Our adipose tissue apelin expression studies further revealed significant BMI-independent associations between the omental apelin mRNA expression and serum apelin, number of macrophages in adipose tissue, hsCrP, GIR, HbA1c, % body fat as well as FPI all of which remained significant after adjusting for BMI. SC apelin mRNA expression only correlates with serum apelin, FPI and hsCrP independently of BMI. In contrast to apelin, APJ mRNA expression was not significantly different in omental and SC adipose tissue. The correlation between omental apelin expression and macrophage infiltration suggests that immune cells may be a significant source of apelin production in adipose tissue and that circulating apelin may reflect adipose tissue inflammation and dysfunction [32]. A potential link between adipose tissue inflammation and elevated apelin secretion is further supported by the finding that TNF-α correlates with circulating apelin [21].

However, it is difficult to establish a causality chain whether adipose tissue inflammation cause increased apelin serum concentrations or whether increased apelin expression contributes to adipose tissue inflammation with subsequent insulin resistance and chronic inflammation. We further show that significantly increased apelin mRNA expression and circulating apelin in patients with morbid obesity can be significantly reduced by significant weight loss in response to obesity surgery. These data further suggest that adipose tissue apelin production significantly contributes to circulating apelin concentrations. This notion is supported by significant correlations between adipose tissue apelin mRNA expression and apelin serum concentrations.
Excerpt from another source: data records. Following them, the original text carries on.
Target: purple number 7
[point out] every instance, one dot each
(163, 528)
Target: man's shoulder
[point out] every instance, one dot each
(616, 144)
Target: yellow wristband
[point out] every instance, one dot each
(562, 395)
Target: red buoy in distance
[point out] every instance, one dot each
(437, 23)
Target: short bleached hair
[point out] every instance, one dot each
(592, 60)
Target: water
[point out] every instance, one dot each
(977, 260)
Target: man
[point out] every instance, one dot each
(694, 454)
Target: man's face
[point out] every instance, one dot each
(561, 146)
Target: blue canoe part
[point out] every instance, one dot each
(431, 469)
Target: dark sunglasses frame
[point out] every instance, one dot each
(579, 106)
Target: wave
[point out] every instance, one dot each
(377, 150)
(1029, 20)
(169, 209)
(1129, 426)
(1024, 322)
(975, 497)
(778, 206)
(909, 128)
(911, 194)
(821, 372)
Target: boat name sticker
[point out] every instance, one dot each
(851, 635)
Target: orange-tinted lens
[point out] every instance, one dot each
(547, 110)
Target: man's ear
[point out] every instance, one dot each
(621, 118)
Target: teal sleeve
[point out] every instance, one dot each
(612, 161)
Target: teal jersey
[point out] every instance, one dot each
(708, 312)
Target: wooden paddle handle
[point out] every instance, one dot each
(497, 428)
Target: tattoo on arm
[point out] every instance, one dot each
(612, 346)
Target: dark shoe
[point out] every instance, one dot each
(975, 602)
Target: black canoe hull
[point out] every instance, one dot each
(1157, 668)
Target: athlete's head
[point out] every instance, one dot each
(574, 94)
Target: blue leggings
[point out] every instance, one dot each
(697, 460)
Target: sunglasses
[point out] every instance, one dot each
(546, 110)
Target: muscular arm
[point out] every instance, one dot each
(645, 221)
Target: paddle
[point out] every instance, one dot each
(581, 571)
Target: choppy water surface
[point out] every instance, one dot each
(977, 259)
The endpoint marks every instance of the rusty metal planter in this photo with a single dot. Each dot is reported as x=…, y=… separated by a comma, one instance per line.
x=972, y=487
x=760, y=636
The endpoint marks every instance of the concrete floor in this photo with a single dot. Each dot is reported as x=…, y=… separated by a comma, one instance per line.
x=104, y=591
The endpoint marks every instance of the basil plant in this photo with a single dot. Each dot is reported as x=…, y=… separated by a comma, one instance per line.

In conclusion, we show here that impaired insulin sensitivity is a BMI-independent predictor of elevated apelin serum concentrations in obesity and obesity-associated insulin resistance. Increased apelin serum concentrations may reflect an intrinsic mechanism to compensate for insulin resistance, and lower apelin serum concentrations in healthy lean individuals may be a consequence rather than a cause of insulin sensitivity. Our data further suggest a role of apelin as potential marker of adipose tissue inflammation and support the notion that that reduced adipose tissue apelin expression may contribute to improved insulin sensitivity and subclinical inflammation beyond significant weight loss.

Funding

This work was supported by the Federal Ministry of Education and Research (Competence network for Obesity: FKZ 01GI0829 and FKZ 01GI1128; IFB Adiposity Diseases: FKZ 01EO1001, K7-19, K7-30) and a grant from Deutsche Forschungsgemeinschaft (DFG) the Clinical Research group ‘Atherobesity’ KFO 152 (project BL 833/1-1) (MB).

Disclosure Statement

The authors do not have any conflict of interest related to this manuscript. We disclose any financial conflict of interest.